Com foco amplo nos países em desenvolvimento, menciona as regiões de per si: Ásia, América Latina e Caribe, Oriente Médio, África, Pacífico. E a temas mais preocupantes: informação, biotecnologia, saúde e covid-19, alimentos e energia, clima, crime organizado. Referências à interligação de mecanismos multilaterais de cooperação sugeridos completam o paper, que se entende como uma arquitetura balanceada de segurança universal e comum. A China pretende, inclusive, estender além fronteiras um programa de treinamento de profissionais especializados, nos próximos cinco anos.
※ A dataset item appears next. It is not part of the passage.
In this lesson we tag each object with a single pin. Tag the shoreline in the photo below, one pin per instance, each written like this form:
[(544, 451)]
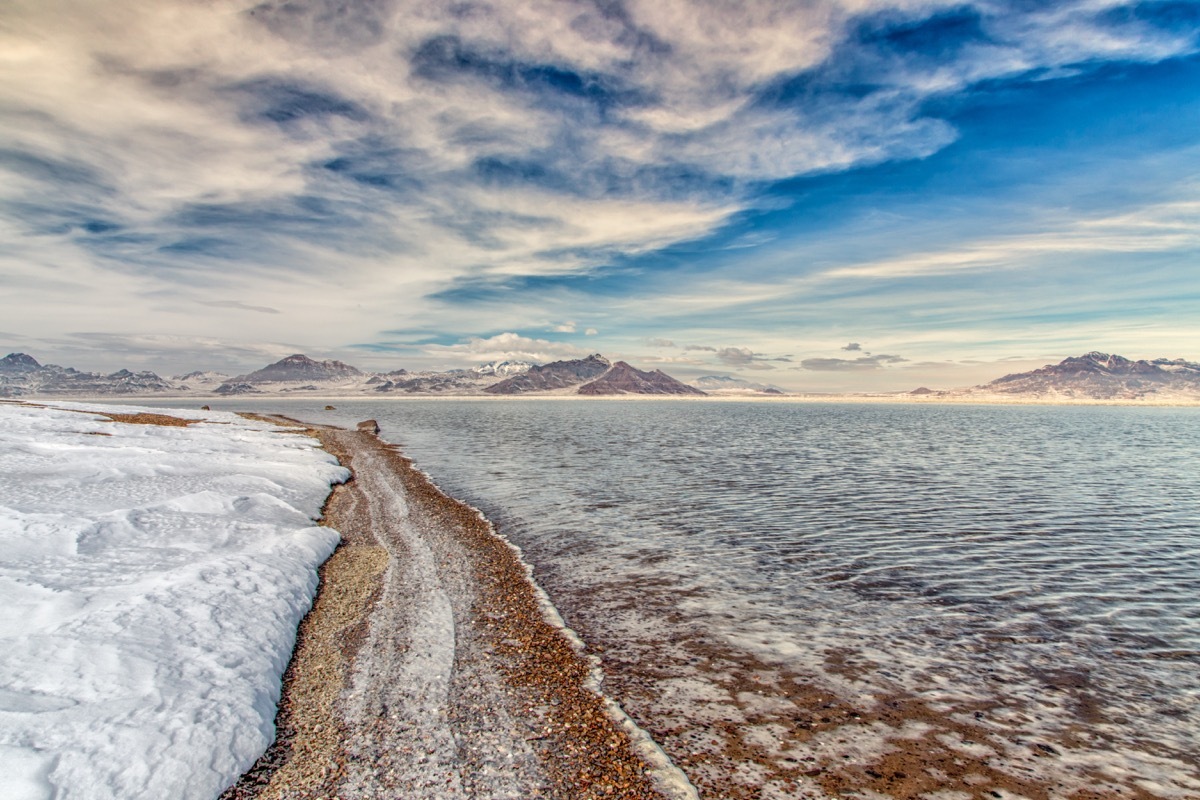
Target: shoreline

Um novo mundo. Neste mês de novembro, a celebrar mais um livro de Glazyev – o artífice, ou um dos artífices, do sistema econômico integrado em nascimento? Em tradução literal desta edição em inglês, ‘Saltando para o Futuro: China e Rússia no Paradigma do Novo Mundo Tecno-Econômico’ é um livro-análise sobre a essência das mudanças estruturais na economia global, segundo os editores Royal Collins Publishing Company. Nele, insinua Glazyev que a solução da crise global pode estar nesse paradigma. O dique União Econômica Eurasiana/Iniciativa Cinturão e Rota centralizaria a estrutura mundial das relações econômicas.
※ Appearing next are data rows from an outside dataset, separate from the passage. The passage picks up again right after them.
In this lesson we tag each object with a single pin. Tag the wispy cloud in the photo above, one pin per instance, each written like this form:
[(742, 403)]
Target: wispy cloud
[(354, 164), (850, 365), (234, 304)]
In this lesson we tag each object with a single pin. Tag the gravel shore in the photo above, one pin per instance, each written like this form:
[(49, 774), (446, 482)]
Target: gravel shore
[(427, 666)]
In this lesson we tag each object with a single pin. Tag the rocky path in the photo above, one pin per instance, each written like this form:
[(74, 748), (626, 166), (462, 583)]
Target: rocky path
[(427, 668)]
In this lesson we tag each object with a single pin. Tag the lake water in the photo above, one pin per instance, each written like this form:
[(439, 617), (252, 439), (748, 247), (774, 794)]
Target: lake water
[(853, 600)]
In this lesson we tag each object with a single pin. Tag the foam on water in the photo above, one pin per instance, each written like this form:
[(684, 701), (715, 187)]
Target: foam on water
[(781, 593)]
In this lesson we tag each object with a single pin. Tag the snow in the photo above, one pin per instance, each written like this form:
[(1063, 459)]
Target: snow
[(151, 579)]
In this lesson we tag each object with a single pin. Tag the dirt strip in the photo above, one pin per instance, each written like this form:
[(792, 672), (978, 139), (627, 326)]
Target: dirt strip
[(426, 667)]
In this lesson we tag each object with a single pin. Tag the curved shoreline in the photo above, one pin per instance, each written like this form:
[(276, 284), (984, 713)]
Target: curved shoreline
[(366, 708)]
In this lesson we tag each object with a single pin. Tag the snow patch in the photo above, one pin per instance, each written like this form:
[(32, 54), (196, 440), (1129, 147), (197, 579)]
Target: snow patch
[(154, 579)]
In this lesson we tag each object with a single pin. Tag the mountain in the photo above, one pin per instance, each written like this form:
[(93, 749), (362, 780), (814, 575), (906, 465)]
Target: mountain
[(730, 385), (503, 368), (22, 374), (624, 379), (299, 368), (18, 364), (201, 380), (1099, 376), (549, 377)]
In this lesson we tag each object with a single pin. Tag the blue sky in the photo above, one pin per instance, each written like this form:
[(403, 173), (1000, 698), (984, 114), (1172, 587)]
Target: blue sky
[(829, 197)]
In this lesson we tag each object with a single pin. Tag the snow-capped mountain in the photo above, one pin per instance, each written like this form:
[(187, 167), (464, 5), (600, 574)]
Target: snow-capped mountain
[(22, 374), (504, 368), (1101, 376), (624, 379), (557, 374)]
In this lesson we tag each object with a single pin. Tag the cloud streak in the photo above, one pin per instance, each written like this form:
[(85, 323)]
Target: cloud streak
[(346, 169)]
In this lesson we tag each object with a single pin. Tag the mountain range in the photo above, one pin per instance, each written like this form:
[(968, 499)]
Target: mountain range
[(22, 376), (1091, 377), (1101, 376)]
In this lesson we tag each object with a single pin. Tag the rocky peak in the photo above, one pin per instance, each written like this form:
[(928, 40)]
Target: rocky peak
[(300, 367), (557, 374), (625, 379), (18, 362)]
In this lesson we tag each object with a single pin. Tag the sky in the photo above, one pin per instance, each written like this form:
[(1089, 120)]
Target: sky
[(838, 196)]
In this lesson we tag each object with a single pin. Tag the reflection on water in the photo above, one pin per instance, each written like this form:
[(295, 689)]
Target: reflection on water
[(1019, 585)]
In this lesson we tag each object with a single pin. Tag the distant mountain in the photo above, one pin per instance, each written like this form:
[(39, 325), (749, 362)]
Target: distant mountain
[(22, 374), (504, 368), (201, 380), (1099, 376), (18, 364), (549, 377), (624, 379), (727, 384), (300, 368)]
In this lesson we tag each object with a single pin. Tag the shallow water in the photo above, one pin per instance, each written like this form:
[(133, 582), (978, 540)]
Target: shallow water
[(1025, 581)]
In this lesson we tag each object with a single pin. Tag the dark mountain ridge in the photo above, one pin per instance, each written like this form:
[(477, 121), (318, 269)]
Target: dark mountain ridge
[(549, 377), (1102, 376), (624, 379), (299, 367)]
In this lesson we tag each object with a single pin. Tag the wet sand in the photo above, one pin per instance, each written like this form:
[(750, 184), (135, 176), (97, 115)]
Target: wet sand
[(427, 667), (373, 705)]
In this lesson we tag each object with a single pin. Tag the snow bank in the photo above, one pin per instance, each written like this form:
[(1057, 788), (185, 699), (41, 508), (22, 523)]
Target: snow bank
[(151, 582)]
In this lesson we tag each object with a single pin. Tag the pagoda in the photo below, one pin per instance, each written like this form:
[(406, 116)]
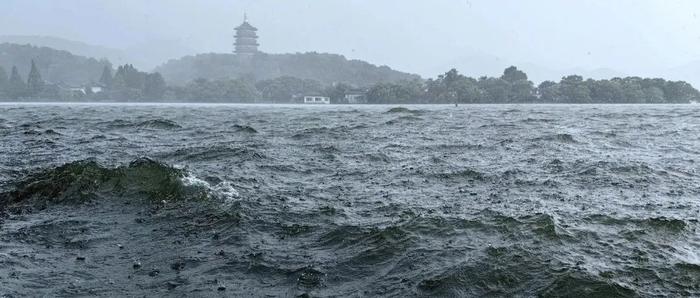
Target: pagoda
[(246, 39)]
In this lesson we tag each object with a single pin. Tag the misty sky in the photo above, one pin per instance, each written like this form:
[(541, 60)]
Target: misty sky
[(425, 37)]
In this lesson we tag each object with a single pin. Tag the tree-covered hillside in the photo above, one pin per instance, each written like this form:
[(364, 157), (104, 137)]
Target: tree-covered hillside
[(56, 66), (324, 68)]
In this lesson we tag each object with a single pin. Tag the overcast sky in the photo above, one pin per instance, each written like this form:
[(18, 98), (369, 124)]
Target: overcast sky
[(425, 37)]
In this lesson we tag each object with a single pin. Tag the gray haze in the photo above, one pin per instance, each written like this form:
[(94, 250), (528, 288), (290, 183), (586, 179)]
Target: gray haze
[(547, 38)]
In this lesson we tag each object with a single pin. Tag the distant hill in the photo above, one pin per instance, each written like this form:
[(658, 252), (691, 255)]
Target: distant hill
[(55, 66), (145, 56), (75, 47), (325, 68)]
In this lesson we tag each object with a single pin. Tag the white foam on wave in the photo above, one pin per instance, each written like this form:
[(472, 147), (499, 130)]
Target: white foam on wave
[(223, 191)]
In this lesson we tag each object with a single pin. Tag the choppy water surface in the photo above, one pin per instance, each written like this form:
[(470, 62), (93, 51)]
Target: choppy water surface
[(349, 200)]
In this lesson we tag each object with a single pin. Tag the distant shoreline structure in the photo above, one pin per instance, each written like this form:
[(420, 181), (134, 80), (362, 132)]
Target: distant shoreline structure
[(251, 76)]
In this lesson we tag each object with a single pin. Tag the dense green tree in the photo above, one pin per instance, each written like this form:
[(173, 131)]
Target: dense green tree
[(513, 74), (548, 92), (284, 89), (3, 80), (493, 90), (394, 93), (35, 84), (337, 92), (154, 86), (16, 88), (573, 89), (106, 78)]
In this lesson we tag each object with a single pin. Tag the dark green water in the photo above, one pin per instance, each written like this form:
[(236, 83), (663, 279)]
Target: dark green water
[(187, 200)]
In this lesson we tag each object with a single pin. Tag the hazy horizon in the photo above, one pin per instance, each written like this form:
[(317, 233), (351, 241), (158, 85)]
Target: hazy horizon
[(547, 39)]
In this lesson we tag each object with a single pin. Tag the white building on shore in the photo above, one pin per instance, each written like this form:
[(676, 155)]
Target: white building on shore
[(317, 100)]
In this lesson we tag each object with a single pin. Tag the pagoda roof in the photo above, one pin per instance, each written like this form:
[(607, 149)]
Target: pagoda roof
[(246, 26)]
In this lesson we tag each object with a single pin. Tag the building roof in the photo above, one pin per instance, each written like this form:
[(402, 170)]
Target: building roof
[(246, 26)]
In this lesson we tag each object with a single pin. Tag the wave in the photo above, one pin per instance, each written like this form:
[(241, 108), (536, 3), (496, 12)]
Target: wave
[(404, 110), (84, 180), (164, 124), (562, 138), (244, 128), (215, 153), (402, 119)]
Já em The last world war, 2016, Glazyev introduzia os precedentes da pretendida nova ordem, denunciando o “segredo” da política anglo-saxônica: há uns dois séculos, dita dominar com guerras na maior parte do planeta, sem nunca admitir o inimigo em seu próprio território. E por que a Ucrânia? Segundo o pensamento de Zbigniew Brzezinski, para derrotar a Rússia, seria preciso arrancar-lhe a Ucrânia e dominar a Eurásia. Ao mesmo tempo, enfraquecer a China pela guerra comercial. Um passo à frente rumo à guerra mundial moderna, sonhada pelos neocons americanos. Um passo atrás, a comparação elucida: às vésperas da Segunda Grande Guerra, empresas e bancos americanos investiram 800 milhões de dólares na indústria alemã e no sistema financeiro. Deu no que deu. Quanto à Ucrânia, se na Otan, ficaria impedida de compor a União Aduaneira Rússia-Bielorrússia-Cazaquistão que, com a União Econômica Eurasiana, levaria à integração econômica desse espaço pós-soviético. Mas, ressalta Glazyev, conforme a lógica dos centenários ciclos de acumulação, os Estados Unidos não podem ganhar a guerra que provocam. Evitar a terceira guerra mundial impõe criar uma coligação mundial antiguerra (o que está acontecendo), harmonizar as relações internacionais (o que se tenta fazer acontecer).
Caminhos tortuosos. Conflitos arrastados continuam a irromper com violência incontida, insolúveis. O ano de 2024 promete.